Et la ministre d'appuyer son analyse par des chiffres qui montrent que les impacts sur les métiers de l’audit sont déjà perceptibles : Selon des données de 2024, 41% des équipes de contrôle interne prévoient d’intégrer l’IA dans leurs pratiques, tandis que certaines fonctions traditionnelles pourraient connaître une baisse de 13%. C'est pour cela que Mme El Fallah Seghrouchni a tenu à souligner la nécessité de requalifier les compétences, en orientant les auditeurs vers des rôles d’analyse, de supervision et d’interprétation stratégique.
Une gouvernance augmentée, connectée et solidaire
Pour M. Manchoud donc, l'IA constitue une nouvelle puissance appelée à transformer en profondeur les méthodes, réflexes et responsabilités de l'audit interne public. Il a, dans ce sens, appelé à une gouvernance de l'IA «efficace et juste», fondée sur la coopération internationale.
Présente également au symposium, Anke D’Angelo, vice-présidente et auditrice générale de la Banque mondiale, a mis en avant la relation de confiance historique entre la BM et l'IGF marocaine, entamée en 1984. Cette confiance, a-t-elle soutenu, repose sur la qualité constante du travail de l'IGF, son intégrité et son esprit de coopération, des valeurs jugées fondamentales pour la fiabilité des systèmes de gouvernance financière. La responsable a insisté sur la nécessité de dépasser les clivages entre risques perçus et opportunités réelles de l’IA. Si les craintes liées à la protection de la vie privée et à la dépendance technologique sont légitimes, l’IA offre une chance inédite de renforcer la précision, l’efficacité et l’impact de l’audit interne. La Banque mondiale, a-t-elle précisé, travaille avec l’IGF sur un cadre stratégique d’intégration de l’IA, fondé sur l’investissement technologique, la réforme des cadres juridiques et la formation. Elle a également évoqué l’initiative Assurance for Development (A4DI), lancée en 2023, qui fédère les fonctions d’audit à l’échelle internationale autour des grands enjeux du développement durable et de la transformation numérique.
Le plan de l’IGF pour un «audit augmenté»

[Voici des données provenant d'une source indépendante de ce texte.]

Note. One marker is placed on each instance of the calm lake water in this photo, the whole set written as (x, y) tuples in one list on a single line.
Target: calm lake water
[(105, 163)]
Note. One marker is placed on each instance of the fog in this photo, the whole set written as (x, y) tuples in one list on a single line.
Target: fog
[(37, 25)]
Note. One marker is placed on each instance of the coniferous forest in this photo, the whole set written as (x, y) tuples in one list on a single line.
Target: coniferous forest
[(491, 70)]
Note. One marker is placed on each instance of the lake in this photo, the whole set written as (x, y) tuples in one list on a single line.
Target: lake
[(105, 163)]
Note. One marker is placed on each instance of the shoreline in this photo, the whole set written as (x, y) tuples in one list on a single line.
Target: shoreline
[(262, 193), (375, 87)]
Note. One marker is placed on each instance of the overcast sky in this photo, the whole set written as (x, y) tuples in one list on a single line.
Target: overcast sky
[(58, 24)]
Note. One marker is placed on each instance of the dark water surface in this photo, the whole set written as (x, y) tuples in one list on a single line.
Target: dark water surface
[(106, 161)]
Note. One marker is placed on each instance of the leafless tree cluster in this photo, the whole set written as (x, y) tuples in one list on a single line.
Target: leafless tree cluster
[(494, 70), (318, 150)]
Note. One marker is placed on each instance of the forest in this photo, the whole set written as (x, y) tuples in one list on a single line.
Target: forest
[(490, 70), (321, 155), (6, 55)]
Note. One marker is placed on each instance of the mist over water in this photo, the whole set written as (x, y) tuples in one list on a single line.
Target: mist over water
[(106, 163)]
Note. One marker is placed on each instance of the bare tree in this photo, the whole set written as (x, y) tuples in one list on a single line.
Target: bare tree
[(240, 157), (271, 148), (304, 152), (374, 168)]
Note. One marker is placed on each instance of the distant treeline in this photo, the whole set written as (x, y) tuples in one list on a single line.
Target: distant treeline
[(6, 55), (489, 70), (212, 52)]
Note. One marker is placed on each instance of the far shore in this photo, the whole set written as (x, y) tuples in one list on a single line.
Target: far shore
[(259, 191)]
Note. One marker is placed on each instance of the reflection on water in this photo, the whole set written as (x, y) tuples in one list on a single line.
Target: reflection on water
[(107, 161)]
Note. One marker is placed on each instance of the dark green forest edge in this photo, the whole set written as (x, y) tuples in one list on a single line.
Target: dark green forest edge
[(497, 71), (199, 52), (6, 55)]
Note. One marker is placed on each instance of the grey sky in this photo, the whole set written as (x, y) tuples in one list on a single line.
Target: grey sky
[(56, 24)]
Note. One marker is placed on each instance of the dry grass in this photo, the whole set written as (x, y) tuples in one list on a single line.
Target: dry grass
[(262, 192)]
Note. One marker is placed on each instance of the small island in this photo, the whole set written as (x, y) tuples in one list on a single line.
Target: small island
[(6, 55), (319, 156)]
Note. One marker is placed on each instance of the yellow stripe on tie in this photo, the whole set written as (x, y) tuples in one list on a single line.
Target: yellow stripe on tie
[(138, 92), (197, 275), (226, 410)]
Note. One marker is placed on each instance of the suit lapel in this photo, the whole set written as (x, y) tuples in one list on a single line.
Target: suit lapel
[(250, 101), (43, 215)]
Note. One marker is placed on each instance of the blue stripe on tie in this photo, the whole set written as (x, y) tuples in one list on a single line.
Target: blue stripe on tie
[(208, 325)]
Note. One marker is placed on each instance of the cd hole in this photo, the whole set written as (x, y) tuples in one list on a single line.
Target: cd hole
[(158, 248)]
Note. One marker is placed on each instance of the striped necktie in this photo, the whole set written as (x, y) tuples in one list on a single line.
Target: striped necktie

Un vaste exercice d’analyse comparative a été mené dans ce cadre pour identifier les meilleures pratiques internationales en matière d’adoption de l’IA et d’analyse des données, aussi bien dans le secteur public que dans les grands cabinets d’audit privés. Cette étude a permis de mettre en lumière plusieurs applications de pointe de l’intelligence artificielle applicables au contexte de l’IGF. Parmi elles figurent notamment l’usage d’algorithmes avancés d’apprentissage automatique pour la détection des fraudes et l’évaluation des risques, le traitement du langage naturel pour analyser de grands volumes de données non structurées, l’analyse prédictive pour anticiper les zones à risque, ou encore le recours à la Robotic Process Automation (RPA) pour automatiser les tâches répétitives.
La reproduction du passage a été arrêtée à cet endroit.